If we begin to contemplate this idea of Kingship or Lordship, we must first understand those terms…for I am willing to guess that none of us here have ever lived under the reign of a national King or Lord.

A King or Lord would be a person to whom we pledge allegiance and undying loyalty…a person for whom we would die…a person to whom we are subject…and in a very literal sense, a person who owns us.

I think we are plenty use to seeing secular examples of dictatorships and kingdoms.  Some of the worse that come to mind would be Stalin…Hitler…Idi Amin…Marxism in South America in the 70’s…la Junta…the list of horrendous reigns goes on and on.
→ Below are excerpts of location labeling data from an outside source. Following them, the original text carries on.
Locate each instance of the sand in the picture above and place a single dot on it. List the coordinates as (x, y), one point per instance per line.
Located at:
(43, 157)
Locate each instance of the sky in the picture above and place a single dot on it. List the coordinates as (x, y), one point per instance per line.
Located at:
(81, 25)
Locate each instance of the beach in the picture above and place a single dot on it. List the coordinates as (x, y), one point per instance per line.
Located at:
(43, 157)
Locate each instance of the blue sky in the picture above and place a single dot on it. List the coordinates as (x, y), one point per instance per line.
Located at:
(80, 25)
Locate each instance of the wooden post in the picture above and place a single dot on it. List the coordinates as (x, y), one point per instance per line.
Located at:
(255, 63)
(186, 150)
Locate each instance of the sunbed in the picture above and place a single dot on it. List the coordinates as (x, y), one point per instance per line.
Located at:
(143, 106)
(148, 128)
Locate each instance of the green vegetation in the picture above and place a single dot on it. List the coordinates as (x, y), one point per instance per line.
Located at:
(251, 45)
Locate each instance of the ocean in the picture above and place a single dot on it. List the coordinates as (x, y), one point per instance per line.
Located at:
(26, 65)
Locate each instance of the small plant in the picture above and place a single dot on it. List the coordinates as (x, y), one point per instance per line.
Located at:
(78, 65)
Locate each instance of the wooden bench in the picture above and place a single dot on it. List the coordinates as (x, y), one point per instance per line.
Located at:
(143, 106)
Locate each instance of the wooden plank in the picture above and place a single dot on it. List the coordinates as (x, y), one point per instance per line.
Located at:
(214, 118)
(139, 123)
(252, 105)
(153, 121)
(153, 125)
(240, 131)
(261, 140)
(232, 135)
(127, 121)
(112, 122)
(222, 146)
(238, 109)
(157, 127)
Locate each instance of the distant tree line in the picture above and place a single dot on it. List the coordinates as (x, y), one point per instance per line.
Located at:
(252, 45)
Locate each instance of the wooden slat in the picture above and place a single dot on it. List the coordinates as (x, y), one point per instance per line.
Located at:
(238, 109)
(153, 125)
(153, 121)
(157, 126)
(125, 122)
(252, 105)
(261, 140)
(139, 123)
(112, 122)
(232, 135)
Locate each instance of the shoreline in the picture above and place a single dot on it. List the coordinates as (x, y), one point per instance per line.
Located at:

So, with the end of one Church year and the beginning of another, I think it is a good idea to ponder what Christ’s Kingdom is all about…to ponder what kind of King it is we claim as Lord and Savior.

And the people stood by, watching; but the rulers scoffed at him, saying, “He saved others; let him save himself, if he is the Christ of God, his Chosen One!” The soldiers also mocked him, coming up and offering him vinegar, and saying, “If you are the King of the Jews, save yourself!” There was also an inscription over him, “This is the King of the Jews.”[iii]

This scene is a brutal one.  Our Lord hanging on the cross, scourged and bleeding, naked but for the crown of thorns ripping the flesh on his brow.

And the people stand by watching.  Watching someone they may have thought was a King…may have thought had a power and authority…they may have been waiting to see if He would come down or the masses would come to His rescue.

The rulers scoffed at Him.  His claim of king utterly ridiculous.  There he hung…humiliated…defeated…no king at all.  What kind of rule is to be had hanging from a cross?

The soldiers mocked Him.  They taunted Him to exert force…to put up a fight…any kind of fight…to be a man…to be the ruler He claimed to be.

The onlookers perhaps wished for a military coup…The rulers were looking for any sort of show of authority or presence…any sign at all of leadership and control…and the soldiers wanted to see Him put up a fight…to push against the goads…to prove He was truly a king.

Our Lord Jesus Christ’s reign defies the human logic of Supremacy.  The reign of Our Lord Jesus Christ defies any sort of power or presence according to the logic of the world.

The logic of the reign of Our Lord Jesus Christ is born in a manger in humility…the logic of Our Lord Jesus Christ is the logic that casts out demons…that dines with the outcast and the sinner…

The logic of the reign of Our Lord Jesus Christ is the logic that bows down to wash the feet of others…that serves the poor and the needy…it is the logic of the cross on which He gives His life for the life of the world.

The great and terrible irony in today’s Gospel is that the people wanted a great leader…a king.  The rulers wanted to see someone rule…and the soldiers wanted to see a great showing of power…and hanging from the cross was all of those things.

Hanging on the cross that day was Love itself…the base and foundation for a true and lasting rule…for the King of Kings and the greatest power in the universe was in their midst…the power that overcomes death itself.

Hanging on the cross that day was the King of Kings and Lord of Lords and they could not see Him for their blindness and hatred.

So, on this day, the question is raised…whom do we serve?  Ourselves?  Human logic and reason?  Or do we serve Love….

Do we submit ourselves to Jesus Christ and His Church…or do we submit to no one?

On this Feast of Christ the King, let us submit ourselves anew to Jesus Christ…to His Holy Church…and let us show to the world what the Kingdom of God is about….

Let us act in humility and love…let us wash the feet of others…let us serve the poor and needy…let us submit ourselves to Christ the King and employ the logic that sees the cross as the outpouring of love that is the foundation of the world and not as something to be mocked and scoffed.